Transformers: Vocab size mismatch on EncoderDecoder model from_pretrained

Created on 16 Jul 2020 · 3Comments · Source: huggingface/transformers

🐛 Bug

Information

Model I am using (Bert, XLNet ...): EncoderDecoder with bert-base-multilingual-cased in both

Language I am using the model on (English, Chinese ...): not relevant for the bug

The problem arises when using:

[ ] the official example scripts: (give details below)
[x] my own modified scripts: (give details below)

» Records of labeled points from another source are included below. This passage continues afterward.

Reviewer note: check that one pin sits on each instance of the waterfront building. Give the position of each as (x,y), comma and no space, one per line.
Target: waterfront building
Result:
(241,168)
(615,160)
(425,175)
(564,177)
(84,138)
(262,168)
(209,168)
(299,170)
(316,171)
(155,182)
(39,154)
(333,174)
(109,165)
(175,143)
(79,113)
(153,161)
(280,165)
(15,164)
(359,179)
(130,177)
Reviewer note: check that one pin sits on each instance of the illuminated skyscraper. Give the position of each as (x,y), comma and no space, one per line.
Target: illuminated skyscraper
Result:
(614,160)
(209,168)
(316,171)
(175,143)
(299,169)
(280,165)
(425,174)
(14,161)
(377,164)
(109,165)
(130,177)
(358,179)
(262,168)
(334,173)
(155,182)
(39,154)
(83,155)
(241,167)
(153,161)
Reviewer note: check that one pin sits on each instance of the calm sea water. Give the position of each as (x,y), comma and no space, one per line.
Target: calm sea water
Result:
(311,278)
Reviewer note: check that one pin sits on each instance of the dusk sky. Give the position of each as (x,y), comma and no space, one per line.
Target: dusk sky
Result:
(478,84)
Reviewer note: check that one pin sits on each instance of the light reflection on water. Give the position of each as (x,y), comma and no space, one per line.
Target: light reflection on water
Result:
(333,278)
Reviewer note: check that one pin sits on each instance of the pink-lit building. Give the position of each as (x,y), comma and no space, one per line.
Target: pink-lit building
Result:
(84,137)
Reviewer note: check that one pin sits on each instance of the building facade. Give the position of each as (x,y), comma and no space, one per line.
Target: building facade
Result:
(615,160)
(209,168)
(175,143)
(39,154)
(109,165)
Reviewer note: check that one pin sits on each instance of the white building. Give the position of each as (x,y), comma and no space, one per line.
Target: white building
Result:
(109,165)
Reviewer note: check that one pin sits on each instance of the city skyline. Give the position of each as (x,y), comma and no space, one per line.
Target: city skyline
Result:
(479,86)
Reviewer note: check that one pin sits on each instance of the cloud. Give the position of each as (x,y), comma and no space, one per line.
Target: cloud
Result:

The tasks I am working on is: Not relevant for the bug

To reproduce

Steps to reproduce the behavior:

I am trying to load a training checkpoint using the save_pretrained and from_pretrained API with the EncoderDecoder model. EncoderDecoderModel.from_pretrained fails to load the model when the configuration is loaded from the previously checkpointed model. I believe it's because it is loading a default vocab size (30522) instead of whatever is defined in the saved config (119547) in my case. To repro this run:

from transformers import EncoderDecoderModel, BertTokenizer, BertConfig, EncoderDecoderConfig

# Loading encoder-decoder model and saving it
load_dir = 'bert-base-multilingual-cased'
encoder_config = BertConfig.from_pretrained(load_dir)
decoder_config = BertConfig.from_pretrained(load_dir, is_decoder=True)
print(encoder_config.vocab_size)
print(encoder_config.vocab_size)
tokenizer = BertTokenizer.from_pretrained(load_dir)
model = EncoderDecoderModel.from_encoder_decoder_pretrained(load_dir, load_dir, encoder_config=encoder_config, decoder_config=decoder_config) # initialize Bert2Bert
model.save_pretrained('ok')

# Loading saved model and its configuration
encoder_config = BertConfig.from_pretrained('ok')
decoder_config = BertConfig.from_pretrained('ok')
print(encoder_config.vocab_size)
print(encoder_config.vocab_size)
encoder_decoder_config = EncoderDecoderConfig.from_encoder_decoder_configs(encoder_config, decoder_config)
model2 = EncoderDecoderModel.from_pretrained('ok', config=encoder_decoder_config) # This throws

The exception is the following:

File "/home/ancruzsa/.local/lib/python3.6/site-packages/transformers/modeling_utils.py", line 781, in from_pretrained
    model.__class__.__name__, "\n\t".join(error_msgs)
RuntimeError: Error(s) in loading state_dict for EncoderDecoderModel:
        size mismatch for encoder.embeddings.word_embeddings.weight: copying a param with shape torch.Size([119547, 768]) from checkpoint, the shape in current model is torch.Size([30522, 768]).
        size mismatch for decoder.bert.embeddings.word_embeddings.weight: copying a param with shape torch.Size([119547, 768]) from checkpoint, the shape in current model is torch.Size([30522, 768]).
        size mismatch for decoder.cls.predictions.bias: copying a param with shape torch.Size([119547]) from checkpoint, the shape in current model is torch.Size([30522]).
        size mismatch for decoder.cls.predictions.decoder.weight: copying a param with shape torch.Size([119547, 768]) from checkpoint, the shape in current model is torch.Size([30522, 768]).
        size mismatch for decoder.cls.predictions.decoder.bias: copying a param with shape torch.Size([119547]) from checkpoint, the shape in current model is torch.Size([30522]).

Expected behavior

from_pretrained(path) should load the model without issues and using the provided configuration.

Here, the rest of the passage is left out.